3. Following incubation, a magnet is placed below the serpentine channel region of the microfluidic system after which the solution of degraded virus capsid is flushed using the pipette (I1 and O2 is blocked during this operation) which flows out through outlet O1. This step ensures the magnetic nanoparticles complexed with DNA stay within the serpentine channel region with the rest of the solution going out through O1.

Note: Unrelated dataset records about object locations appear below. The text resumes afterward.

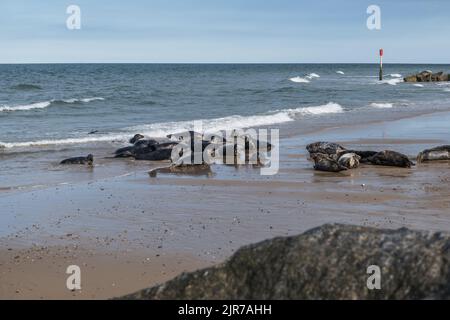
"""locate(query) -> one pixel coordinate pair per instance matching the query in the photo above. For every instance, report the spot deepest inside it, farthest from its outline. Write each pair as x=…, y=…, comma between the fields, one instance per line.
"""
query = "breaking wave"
x=45, y=104
x=299, y=80
x=160, y=130
x=26, y=86
x=381, y=105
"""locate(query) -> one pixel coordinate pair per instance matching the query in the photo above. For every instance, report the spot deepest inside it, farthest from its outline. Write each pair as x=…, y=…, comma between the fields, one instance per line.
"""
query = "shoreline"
x=135, y=217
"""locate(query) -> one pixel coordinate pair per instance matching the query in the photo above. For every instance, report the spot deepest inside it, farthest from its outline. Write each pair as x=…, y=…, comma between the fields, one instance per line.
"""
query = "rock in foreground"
x=329, y=262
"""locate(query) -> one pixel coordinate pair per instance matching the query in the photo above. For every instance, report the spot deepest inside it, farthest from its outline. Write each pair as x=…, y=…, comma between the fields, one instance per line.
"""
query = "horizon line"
x=224, y=63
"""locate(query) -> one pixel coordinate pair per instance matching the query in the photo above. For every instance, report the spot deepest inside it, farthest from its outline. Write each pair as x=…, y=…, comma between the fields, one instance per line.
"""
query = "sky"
x=224, y=31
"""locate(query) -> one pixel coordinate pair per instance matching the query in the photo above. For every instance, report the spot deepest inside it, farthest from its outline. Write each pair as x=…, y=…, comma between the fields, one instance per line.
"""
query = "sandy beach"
x=132, y=231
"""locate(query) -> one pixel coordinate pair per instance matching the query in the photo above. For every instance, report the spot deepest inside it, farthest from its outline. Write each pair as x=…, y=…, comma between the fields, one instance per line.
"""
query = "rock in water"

4. The serpentine channel is then washed using a buffer to flush out the entire proteinase K solution and loaded with CRISPR reagents through I2 channel. With I1, I2 and O1 blocked the chip is incubated to complete the CRISPR reaction
5. In the last step, another buffer solution is injected through I2, carrying the CRISPR reaction products along and reaching outlet O2 where the Lateral Flow Assay strip is inserted and visual readout appears
HARDWARE PROTOCOL
The following reagents will be injected into the microfluidics chip using a pipette in the following order and quantities. Incubation time for each step will be similar to wetlab protocol for reaction at room temperature
FUTURE DIRECTION
The industrialization of microfluidics is still in the start-up phase, reflected in complex channel design, expensive substrate materials, necessary optimization of reactions, liquid leakage, valve failure, and difficulty in reproduction and recyclability. These issues are the main barriers to large-scale adoption, so further improvement is needed to build a convenient chip-design platform, combined with material science to find less expensive substrate substitutes, enhance functional modularity, and push automation of chip production. Fortunately, in dealing with infectious diseases currently and in the future, microfluidic-based molecular diagnostic strategies are indispensable and receiving more attention from frontier scientists. Microfluidics-based molecular diagnostic strategies will become the mainstream of large-scale detection, utilizing rarely required samples, to conduct diagnosis automatically at a low cost
REFERENCES
1. Wang, X., Hong, XZ., Li, YW. et al. Microfluidics-based strategies for molecular diagnostics of infectious diseases. Military Med Res 9, 11 (2022). https://doi.org/10.1186/s40779-022-00374-3
2. Raj M, Kiran, and Suman Chakraborty. “PDMS Microfluidics: A Mini Review.” Journal of Applied Polymer Science, vol. 137, no. 27, Wiley, Jan. 2020, p. 48958. Crossref, https://doi.org/10.1002/app.48958.
3. Zhao X , Li X , Yang W , Peng J , Huang J , Mi S . An integrated microfluidic detection system for the automated and rapid diagnosis of high-risk human papillomavirus. Analyst. 2021 Aug 21;146(16):5102-5114. doi: 10.1039/d1an00623a. Epub 2021 Jul 15. PMID: 34264258.